4.3 FLIM’s advantages & limitations

FLIM and FRET are reliable imaging techniques that could overcome some of the limitations of IHC. Table 3 shows a direct comparison between the technical and practical capabilities of IHC and FLIM. While IHC is the gold standard for predicting the body’s response to various ICIs, its limitations have become increasingly evident (2). Despite the scarce research on this topic, the usage of FLIM and FRET to test ICI efficacy have shown promising results by providing real-time, non-invasive insights into molecular interactions such as PD-1/PD-L1 engagement, surpassing the static and limited biopsy samples used in IHC. FLIM detected treatment-induced changes in tumors in vivo just 2 days post-treatment, which is earlier than detectable changes in tumor volume (31). Furthermore, FLIM-FRET allows for the visualization of checkpoint interactions at a microscopic level, providing crucial information about the functional state of these molecules as shown by iFRET which detected significant interaction states in patients who were PD-L1 negative according to IHC (8). FLIM can help detect cells’ in vivo metabolism with no phototoxicity and in real-time. FLIM’s capability to quantify functional interactions offers a more comprehensive approach, potentially improving the stratification of patients for immunotherapy and reducing the ambiguity associated with IHC-based assays. It is important to underline that FLIM finds its greatest potential in vivo and relies on the fact that its results, unlike traditional fluorescence microscopies, are not dependent on the change in fluorescence intensity but on the lifetime. FLIM, with or without FRET, still suffers from major drawbacks that vary depending on its specific application. The use of FLIM technology in the analysis of ex vivo samples proves it is non-superior to more widespread methods since metabolic microenvironment characteristics are lost in the transition from the in vivo to the ex vivo, limiting its ability to provide accurate insights into molecular interactions.

Table 3

Table 3. Comparison between FLIM and IHC.

Hence, the true power of FLIM resides in its in vivo application. One viable way to adopt FLIM in an ex vivo context would be through FLIM used with Raman spectroscopy (32) as the tissue cryosections partially maintain the in vivo microenvironment. However, FLIM-FRET detection probes are unsuitable when using this technique due to the need for a non-frozen tissue for their employment rendering this technique limited. The probes are a major issue even in the in vivo applications of FLIM-FRET since they are scarce in number and the existing ones yet unsuitable for human patients.

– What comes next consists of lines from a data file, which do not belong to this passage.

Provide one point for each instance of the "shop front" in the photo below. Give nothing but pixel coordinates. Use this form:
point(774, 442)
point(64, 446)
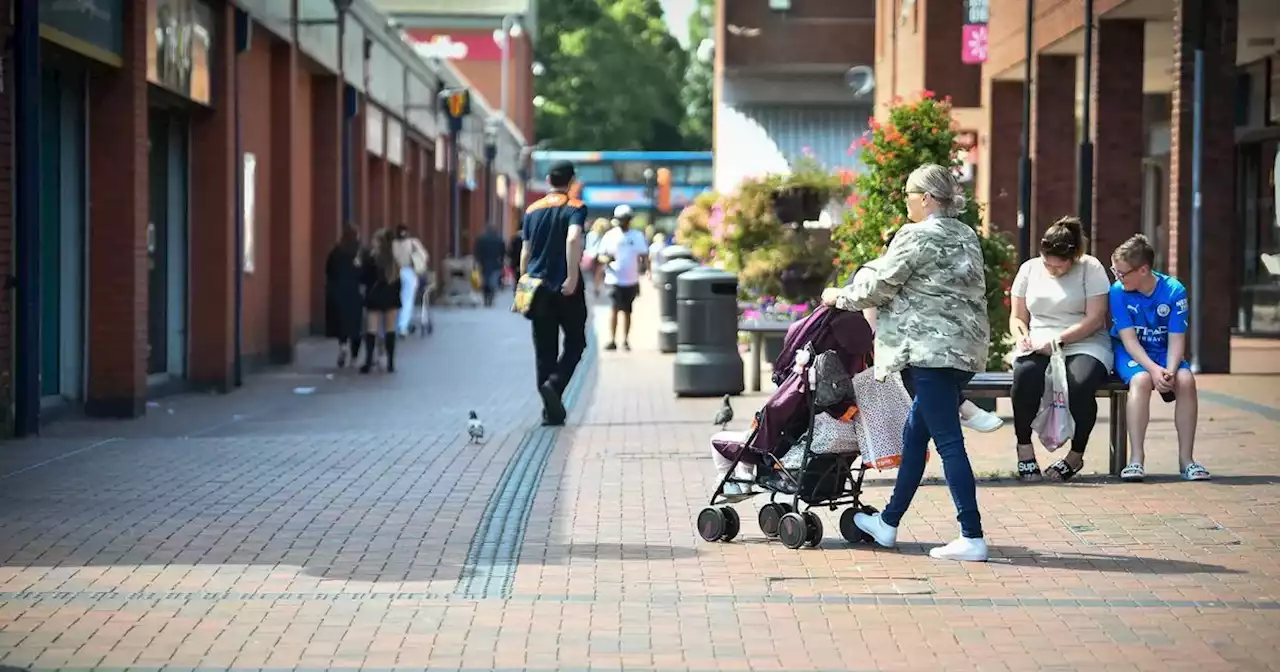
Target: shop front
point(1258, 222)
point(74, 46)
point(179, 42)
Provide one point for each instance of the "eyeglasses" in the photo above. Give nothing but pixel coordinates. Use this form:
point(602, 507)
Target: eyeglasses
point(1119, 273)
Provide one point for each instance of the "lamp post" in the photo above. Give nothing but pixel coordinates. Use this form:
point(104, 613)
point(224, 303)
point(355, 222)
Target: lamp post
point(490, 152)
point(511, 27)
point(1024, 172)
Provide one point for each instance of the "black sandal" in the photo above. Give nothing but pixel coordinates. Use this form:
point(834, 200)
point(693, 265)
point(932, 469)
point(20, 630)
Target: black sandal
point(1028, 471)
point(1061, 471)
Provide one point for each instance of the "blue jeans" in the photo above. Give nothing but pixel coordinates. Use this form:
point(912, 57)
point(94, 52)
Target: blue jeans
point(933, 415)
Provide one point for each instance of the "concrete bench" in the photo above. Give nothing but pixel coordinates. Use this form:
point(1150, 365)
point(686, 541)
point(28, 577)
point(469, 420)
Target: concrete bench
point(999, 384)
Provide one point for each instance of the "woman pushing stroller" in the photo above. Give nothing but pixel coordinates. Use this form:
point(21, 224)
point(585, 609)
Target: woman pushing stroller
point(929, 293)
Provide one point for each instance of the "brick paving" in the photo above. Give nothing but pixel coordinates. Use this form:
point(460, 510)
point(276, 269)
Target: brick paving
point(355, 528)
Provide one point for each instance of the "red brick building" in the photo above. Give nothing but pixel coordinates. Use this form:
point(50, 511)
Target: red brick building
point(780, 83)
point(1141, 106)
point(156, 268)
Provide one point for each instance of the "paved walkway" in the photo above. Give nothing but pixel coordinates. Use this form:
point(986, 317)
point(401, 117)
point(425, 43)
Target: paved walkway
point(356, 528)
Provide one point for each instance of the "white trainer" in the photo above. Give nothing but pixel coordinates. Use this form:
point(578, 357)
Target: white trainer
point(883, 533)
point(961, 549)
point(982, 421)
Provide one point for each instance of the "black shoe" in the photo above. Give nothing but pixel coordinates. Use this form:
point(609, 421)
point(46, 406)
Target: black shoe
point(553, 408)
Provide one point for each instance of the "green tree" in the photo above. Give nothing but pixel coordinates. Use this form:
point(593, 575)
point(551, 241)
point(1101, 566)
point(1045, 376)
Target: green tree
point(612, 76)
point(696, 127)
point(919, 132)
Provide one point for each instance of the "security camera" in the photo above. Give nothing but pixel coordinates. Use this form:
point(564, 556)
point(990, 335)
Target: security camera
point(860, 80)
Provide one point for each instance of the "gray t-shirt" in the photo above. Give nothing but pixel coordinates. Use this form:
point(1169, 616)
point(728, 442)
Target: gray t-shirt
point(1057, 304)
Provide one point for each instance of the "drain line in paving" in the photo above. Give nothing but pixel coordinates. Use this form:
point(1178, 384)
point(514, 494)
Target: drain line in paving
point(489, 570)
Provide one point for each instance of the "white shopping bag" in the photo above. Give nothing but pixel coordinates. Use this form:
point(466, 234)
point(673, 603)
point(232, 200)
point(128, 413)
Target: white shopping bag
point(882, 412)
point(1054, 423)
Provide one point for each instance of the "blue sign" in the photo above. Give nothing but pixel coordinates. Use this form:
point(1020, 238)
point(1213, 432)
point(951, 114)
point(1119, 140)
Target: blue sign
point(90, 27)
point(634, 196)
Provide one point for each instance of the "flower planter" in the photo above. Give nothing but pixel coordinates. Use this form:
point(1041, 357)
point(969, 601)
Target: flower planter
point(796, 205)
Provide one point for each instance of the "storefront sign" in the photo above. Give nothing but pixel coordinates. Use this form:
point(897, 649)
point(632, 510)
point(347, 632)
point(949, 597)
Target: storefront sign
point(457, 46)
point(179, 44)
point(973, 33)
point(374, 136)
point(394, 142)
point(90, 27)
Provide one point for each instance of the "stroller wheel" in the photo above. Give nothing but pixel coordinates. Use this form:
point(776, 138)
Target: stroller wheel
point(771, 516)
point(711, 524)
point(814, 529)
point(849, 530)
point(792, 530)
point(732, 524)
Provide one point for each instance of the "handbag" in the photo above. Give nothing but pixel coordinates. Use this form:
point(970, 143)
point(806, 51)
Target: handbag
point(526, 293)
point(1054, 423)
point(882, 412)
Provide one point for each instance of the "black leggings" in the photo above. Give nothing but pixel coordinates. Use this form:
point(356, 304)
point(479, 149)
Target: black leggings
point(1084, 375)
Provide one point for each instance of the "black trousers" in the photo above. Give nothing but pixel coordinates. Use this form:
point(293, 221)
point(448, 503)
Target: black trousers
point(553, 314)
point(1084, 375)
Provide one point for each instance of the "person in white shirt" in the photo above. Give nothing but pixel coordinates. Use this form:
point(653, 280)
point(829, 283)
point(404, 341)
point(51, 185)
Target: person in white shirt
point(624, 251)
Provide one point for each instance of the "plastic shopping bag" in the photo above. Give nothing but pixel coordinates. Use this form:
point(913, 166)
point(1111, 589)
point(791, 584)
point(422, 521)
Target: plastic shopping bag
point(882, 412)
point(1054, 423)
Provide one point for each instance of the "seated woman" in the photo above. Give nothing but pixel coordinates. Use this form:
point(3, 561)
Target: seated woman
point(1060, 296)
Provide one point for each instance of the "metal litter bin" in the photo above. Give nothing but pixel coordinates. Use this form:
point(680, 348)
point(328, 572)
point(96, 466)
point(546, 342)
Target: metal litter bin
point(707, 359)
point(667, 329)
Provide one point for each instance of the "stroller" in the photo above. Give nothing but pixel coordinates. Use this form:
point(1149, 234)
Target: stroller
point(814, 401)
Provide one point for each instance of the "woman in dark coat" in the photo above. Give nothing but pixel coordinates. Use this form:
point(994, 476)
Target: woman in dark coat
point(343, 309)
point(382, 283)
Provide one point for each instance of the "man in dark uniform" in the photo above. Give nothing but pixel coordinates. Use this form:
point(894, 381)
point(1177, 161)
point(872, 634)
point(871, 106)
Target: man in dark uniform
point(552, 250)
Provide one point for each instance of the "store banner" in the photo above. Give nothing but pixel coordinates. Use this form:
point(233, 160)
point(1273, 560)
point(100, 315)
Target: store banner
point(973, 33)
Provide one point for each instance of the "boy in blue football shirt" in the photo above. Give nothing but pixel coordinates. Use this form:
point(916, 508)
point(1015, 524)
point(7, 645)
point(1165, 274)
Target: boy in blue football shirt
point(1148, 334)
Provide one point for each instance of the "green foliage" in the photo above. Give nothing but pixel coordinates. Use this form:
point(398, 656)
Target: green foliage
point(613, 76)
point(699, 78)
point(918, 132)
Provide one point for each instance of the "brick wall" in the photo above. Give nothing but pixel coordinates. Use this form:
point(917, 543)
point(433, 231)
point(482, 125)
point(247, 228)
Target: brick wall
point(1219, 214)
point(944, 71)
point(284, 225)
point(1002, 154)
point(1119, 145)
point(1052, 142)
point(7, 241)
point(256, 137)
point(302, 172)
point(213, 223)
point(117, 241)
point(835, 32)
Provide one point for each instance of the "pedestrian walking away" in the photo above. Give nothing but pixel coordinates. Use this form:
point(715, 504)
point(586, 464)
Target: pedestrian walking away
point(382, 280)
point(411, 259)
point(343, 306)
point(551, 254)
point(624, 252)
point(489, 252)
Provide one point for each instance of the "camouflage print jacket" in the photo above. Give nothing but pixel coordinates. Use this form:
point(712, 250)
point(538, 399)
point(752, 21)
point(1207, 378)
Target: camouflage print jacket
point(929, 293)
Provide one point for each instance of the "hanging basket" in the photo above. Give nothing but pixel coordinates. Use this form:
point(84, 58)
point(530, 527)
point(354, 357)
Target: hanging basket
point(796, 205)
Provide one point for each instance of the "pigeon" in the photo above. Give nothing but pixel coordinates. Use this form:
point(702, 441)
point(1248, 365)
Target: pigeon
point(725, 415)
point(475, 428)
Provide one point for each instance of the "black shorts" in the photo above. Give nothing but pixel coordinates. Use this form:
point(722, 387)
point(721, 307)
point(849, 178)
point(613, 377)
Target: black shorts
point(624, 296)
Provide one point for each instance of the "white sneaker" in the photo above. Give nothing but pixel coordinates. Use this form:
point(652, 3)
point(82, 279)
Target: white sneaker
point(982, 421)
point(961, 549)
point(883, 533)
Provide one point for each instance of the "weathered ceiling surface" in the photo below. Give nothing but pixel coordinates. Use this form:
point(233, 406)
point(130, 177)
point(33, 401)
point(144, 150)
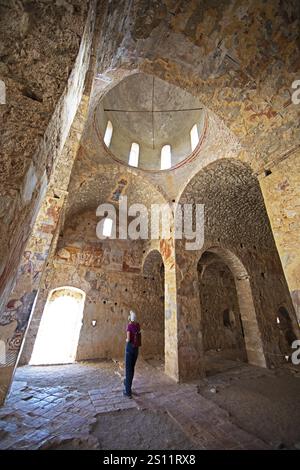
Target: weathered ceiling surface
point(239, 61)
point(107, 187)
point(152, 113)
point(238, 58)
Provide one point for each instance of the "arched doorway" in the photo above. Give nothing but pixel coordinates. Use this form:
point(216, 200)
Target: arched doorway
point(221, 324)
point(60, 326)
point(228, 318)
point(154, 326)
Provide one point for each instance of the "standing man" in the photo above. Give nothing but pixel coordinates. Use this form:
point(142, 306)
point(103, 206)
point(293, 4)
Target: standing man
point(133, 342)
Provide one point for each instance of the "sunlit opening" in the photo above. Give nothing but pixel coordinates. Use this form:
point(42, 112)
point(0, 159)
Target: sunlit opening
point(108, 134)
point(59, 330)
point(194, 137)
point(165, 162)
point(107, 227)
point(134, 155)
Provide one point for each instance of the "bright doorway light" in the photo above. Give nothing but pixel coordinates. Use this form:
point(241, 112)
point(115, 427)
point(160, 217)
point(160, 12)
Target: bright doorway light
point(107, 227)
point(165, 156)
point(59, 330)
point(108, 134)
point(194, 137)
point(134, 155)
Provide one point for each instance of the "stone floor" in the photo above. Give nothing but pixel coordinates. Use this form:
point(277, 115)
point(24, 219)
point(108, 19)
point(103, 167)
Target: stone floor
point(74, 406)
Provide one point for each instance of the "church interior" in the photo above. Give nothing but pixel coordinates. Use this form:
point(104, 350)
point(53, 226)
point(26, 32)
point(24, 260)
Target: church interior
point(109, 111)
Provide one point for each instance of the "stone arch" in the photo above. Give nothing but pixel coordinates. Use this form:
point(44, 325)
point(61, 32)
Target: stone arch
point(252, 335)
point(236, 224)
point(61, 323)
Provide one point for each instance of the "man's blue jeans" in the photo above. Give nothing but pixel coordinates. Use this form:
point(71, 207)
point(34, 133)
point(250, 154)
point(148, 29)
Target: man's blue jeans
point(131, 355)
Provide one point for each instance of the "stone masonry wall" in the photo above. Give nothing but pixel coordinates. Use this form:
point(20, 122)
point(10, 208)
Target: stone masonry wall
point(110, 273)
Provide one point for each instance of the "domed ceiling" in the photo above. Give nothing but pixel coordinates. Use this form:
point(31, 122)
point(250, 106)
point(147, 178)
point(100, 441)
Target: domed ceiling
point(151, 113)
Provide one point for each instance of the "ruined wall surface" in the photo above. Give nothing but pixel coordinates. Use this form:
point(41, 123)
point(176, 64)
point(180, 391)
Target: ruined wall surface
point(217, 295)
point(235, 220)
point(239, 58)
point(45, 51)
point(281, 191)
point(110, 273)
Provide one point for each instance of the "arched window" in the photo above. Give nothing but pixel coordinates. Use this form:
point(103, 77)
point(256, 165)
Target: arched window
point(165, 157)
point(108, 133)
point(134, 155)
point(107, 227)
point(194, 137)
point(60, 327)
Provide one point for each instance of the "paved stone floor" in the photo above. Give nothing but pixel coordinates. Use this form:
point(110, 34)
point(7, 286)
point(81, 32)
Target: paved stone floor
point(59, 407)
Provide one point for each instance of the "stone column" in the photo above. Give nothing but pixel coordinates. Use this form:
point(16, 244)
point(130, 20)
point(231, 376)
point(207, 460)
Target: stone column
point(281, 192)
point(190, 344)
point(167, 251)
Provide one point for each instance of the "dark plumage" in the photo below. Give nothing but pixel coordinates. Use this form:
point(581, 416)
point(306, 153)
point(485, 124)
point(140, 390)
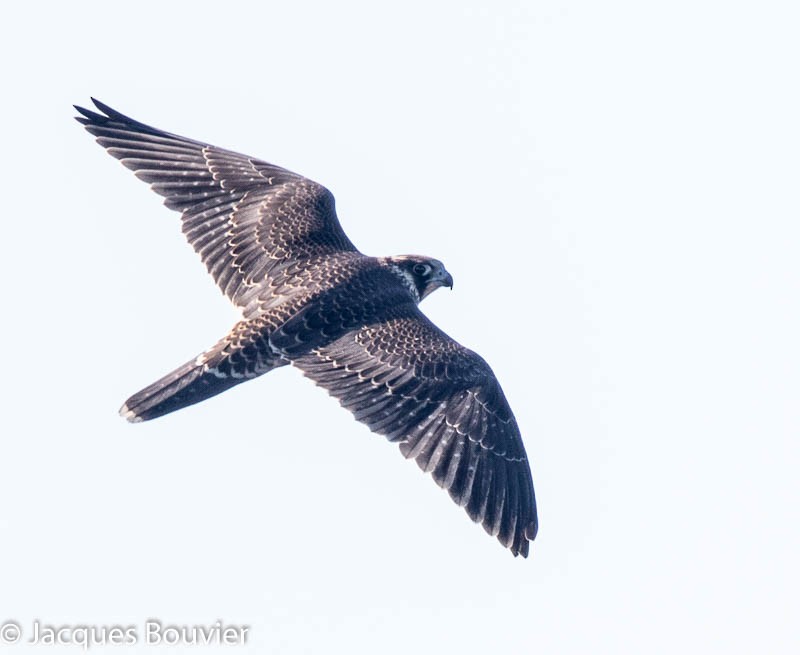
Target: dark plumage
point(272, 242)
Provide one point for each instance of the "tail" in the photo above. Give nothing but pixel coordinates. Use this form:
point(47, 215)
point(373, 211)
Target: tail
point(185, 386)
point(240, 356)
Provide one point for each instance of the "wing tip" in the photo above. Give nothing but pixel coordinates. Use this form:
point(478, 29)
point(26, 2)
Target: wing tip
point(129, 415)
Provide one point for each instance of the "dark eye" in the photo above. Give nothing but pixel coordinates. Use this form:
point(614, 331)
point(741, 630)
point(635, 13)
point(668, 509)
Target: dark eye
point(421, 269)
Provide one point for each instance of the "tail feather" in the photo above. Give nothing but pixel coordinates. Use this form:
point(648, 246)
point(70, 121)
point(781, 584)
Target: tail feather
point(187, 385)
point(243, 354)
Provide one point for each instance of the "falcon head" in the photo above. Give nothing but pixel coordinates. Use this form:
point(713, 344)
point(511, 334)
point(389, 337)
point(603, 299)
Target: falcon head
point(422, 275)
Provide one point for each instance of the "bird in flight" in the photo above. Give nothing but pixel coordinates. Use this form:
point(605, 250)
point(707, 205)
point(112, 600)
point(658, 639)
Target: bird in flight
point(350, 322)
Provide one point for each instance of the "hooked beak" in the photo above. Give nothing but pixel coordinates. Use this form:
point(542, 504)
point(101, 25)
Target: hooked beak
point(446, 279)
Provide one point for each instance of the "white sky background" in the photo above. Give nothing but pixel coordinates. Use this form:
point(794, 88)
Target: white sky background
point(614, 187)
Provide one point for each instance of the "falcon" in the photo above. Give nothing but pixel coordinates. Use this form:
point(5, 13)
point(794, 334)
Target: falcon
point(350, 322)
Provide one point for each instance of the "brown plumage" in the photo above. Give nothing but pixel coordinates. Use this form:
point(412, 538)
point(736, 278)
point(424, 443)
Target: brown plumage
point(351, 323)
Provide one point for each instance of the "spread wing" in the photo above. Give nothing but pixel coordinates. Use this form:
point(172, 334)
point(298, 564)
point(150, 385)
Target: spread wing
point(409, 381)
point(246, 218)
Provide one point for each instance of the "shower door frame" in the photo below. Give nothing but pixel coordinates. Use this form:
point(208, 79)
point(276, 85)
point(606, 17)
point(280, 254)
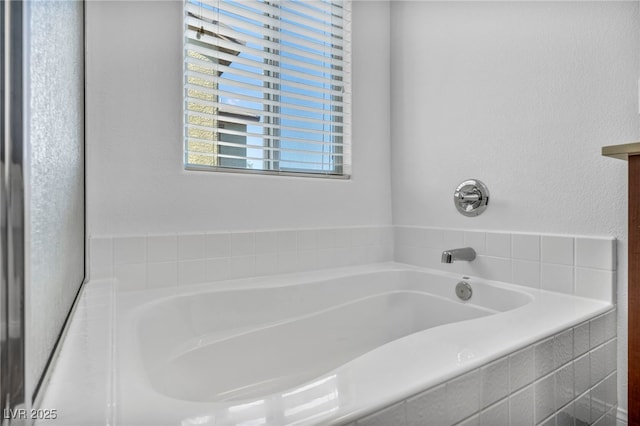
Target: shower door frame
point(17, 395)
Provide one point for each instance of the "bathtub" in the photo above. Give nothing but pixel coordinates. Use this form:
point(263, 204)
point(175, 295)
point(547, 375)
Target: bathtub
point(326, 347)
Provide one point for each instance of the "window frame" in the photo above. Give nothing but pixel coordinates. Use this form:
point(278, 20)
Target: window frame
point(342, 171)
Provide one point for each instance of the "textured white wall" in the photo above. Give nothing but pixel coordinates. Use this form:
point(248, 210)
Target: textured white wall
point(522, 96)
point(135, 179)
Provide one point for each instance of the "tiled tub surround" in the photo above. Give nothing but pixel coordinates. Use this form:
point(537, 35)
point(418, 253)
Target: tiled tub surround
point(151, 261)
point(566, 379)
point(584, 266)
point(464, 359)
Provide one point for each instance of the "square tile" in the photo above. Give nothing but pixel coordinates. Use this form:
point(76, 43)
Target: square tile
point(526, 273)
point(498, 244)
point(545, 397)
point(287, 241)
point(582, 374)
point(521, 407)
point(191, 246)
point(595, 253)
point(242, 267)
point(596, 331)
point(476, 240)
point(496, 415)
point(162, 248)
point(192, 271)
point(100, 257)
point(463, 396)
point(581, 339)
point(521, 369)
point(556, 278)
point(394, 415)
point(526, 247)
point(495, 382)
point(129, 250)
point(242, 244)
point(595, 284)
point(543, 358)
point(218, 245)
point(427, 408)
point(557, 250)
point(130, 276)
point(265, 242)
point(562, 348)
point(453, 238)
point(308, 239)
point(564, 385)
point(218, 269)
point(163, 274)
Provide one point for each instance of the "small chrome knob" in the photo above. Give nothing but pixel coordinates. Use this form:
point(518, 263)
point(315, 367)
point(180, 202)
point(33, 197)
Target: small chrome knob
point(471, 197)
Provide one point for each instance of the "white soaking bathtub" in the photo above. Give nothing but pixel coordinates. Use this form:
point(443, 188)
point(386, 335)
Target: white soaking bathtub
point(325, 347)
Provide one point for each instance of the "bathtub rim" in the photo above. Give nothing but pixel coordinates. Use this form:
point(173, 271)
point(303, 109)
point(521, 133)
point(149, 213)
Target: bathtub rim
point(129, 300)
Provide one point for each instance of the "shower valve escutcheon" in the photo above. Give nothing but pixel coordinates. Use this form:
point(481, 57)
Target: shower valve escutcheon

FLIM also presents some minor challenges that further research can work to resolve. For example, since the lifetime duration computation is based on statistics, the higher the number of iterations, the higher the precision and certainty of measurements. This implies that a drastic increase in time is required to obtain robust values, especially in multiplexing applications (33). Notably, scalability for clinical use is being addressed by innovations such as GPU-accelerated high-speed FLIM, which significantly reduces imaging and processing times (25). Deep learning approaches, such as Phasor U-Net, automate and accelerate lifetime extraction and multiplexing, minimizing manual intervention and enabling rapid, accurate analysis even with limited photon counts (34). High-throughput acquisition systems using array detectors and parallelized photon counting further increase scalability (35).

Another problem of FLIM in vivo applicability is the depth of measurements (31). Until 2024, the number of tumors analyzed in vivo with this technique is minimal (mainly melanomas due to their easily accessible location). Tissue depth penetration is limited as with all optical imaging modalities, and with two-photon FLIM it is around 100-130 μm (36), in vivo visualization of deep tissues (i.e., intestine, kidneys, liver) is currently limited to invasive approaches.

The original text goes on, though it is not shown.